SAX-SUITE

Project Description

Sax-suite
for saxophone quartet:
1=sop.+alto / 2=alto+sop.* / 3=tenor+alto / 4=bar.+alto
(*sop.2 ad-libitum: sax.2 part offers an alternative for the soprano 2 section to be played in the alto)

  • composition date: 1997-2000/rev. 2005
  • duration: ca. 18 min. (2+5+4+5+2)
  • dedication: «for my colleagues of the Invictasax quartet, in deep friendship»
  • movements:
    I – Praeludim
    II – First Abstraction
    III – Intermezzo burlesco
    IV – Second Abstraction
    V – Postludium
  • premiere: 24/11/2005 | Auditório da Sociedade Martins Sarmento (Guimarães) | Quarteto InvictaSax (Hugo Teixeira, Fernanda Alves, Hugo Lopes and Manuel Silva)

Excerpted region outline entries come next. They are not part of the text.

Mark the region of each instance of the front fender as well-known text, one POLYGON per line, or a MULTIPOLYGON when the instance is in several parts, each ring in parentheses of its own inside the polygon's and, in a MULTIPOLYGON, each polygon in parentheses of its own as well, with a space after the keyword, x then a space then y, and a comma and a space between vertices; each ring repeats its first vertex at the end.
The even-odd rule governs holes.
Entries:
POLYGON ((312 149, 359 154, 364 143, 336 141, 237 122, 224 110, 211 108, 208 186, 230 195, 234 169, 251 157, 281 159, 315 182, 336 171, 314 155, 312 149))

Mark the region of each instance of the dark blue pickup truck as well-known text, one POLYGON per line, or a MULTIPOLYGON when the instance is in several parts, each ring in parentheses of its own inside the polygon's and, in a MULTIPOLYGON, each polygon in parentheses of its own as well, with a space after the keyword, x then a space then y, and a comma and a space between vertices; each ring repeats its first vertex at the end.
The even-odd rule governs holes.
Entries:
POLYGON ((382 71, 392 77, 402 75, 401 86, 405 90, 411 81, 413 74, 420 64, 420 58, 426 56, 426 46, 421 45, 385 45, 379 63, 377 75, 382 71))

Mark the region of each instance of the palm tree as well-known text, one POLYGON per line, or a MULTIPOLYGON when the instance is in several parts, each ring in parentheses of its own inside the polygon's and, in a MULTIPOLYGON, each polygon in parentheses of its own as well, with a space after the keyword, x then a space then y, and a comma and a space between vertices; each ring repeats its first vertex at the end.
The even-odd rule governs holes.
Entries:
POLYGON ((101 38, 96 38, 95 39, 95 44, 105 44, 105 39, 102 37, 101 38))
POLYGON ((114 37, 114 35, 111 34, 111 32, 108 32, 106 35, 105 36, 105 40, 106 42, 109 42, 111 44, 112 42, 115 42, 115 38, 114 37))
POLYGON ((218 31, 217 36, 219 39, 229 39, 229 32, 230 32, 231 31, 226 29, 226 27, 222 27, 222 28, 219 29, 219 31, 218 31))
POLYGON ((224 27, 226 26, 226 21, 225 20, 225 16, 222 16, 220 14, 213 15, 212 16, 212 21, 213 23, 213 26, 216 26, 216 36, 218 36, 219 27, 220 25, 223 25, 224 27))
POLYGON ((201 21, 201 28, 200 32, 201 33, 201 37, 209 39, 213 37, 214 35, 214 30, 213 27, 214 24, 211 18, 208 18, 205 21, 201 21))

It is my strongest conviction that also from diversity derives unity. Plurality is in fact, at least in my opinion, a sign of intellectual maturity, maybe even the foremost characteristic of Humankind. By that matter the thought I’ve once heard from one certain famous contemporary Spanish composer that “aesthetic incoherence” as a style, as “aesthetic” itself, does not signifies by no means a minor oeuvre, and in fact that makes absolute sense to me, especially now at the beginning of the 21st century where the artistic and aesthetic fundamentalisms seem to be finally overcome, and the variety of stylistic options available to the composer in the moment of creative conception it’s wider than ever. Sax-suite is, on other hand, my “blink of an eye” to the kitsch aesthetic. Otherwise how could we explain the mixture of such diverse sound worlds as Bach, dodecaphonist, Ligeti and even a finale alla Hollywood in one and the same piece? All of this within an external arc-form that relates the first to the last movement, the second to the fourth, and where the third functions as the pivot for the all piece, thus conferring to this piece the supposed “unity” derived from “diversity” that I initially claimed. Or at least I hope so!

Such is the variety of influences “cooked” into this suite, and if the final result turns out to be the one I expected it will hopefully give as much pleasure to play and to listen to as it gave me to create it!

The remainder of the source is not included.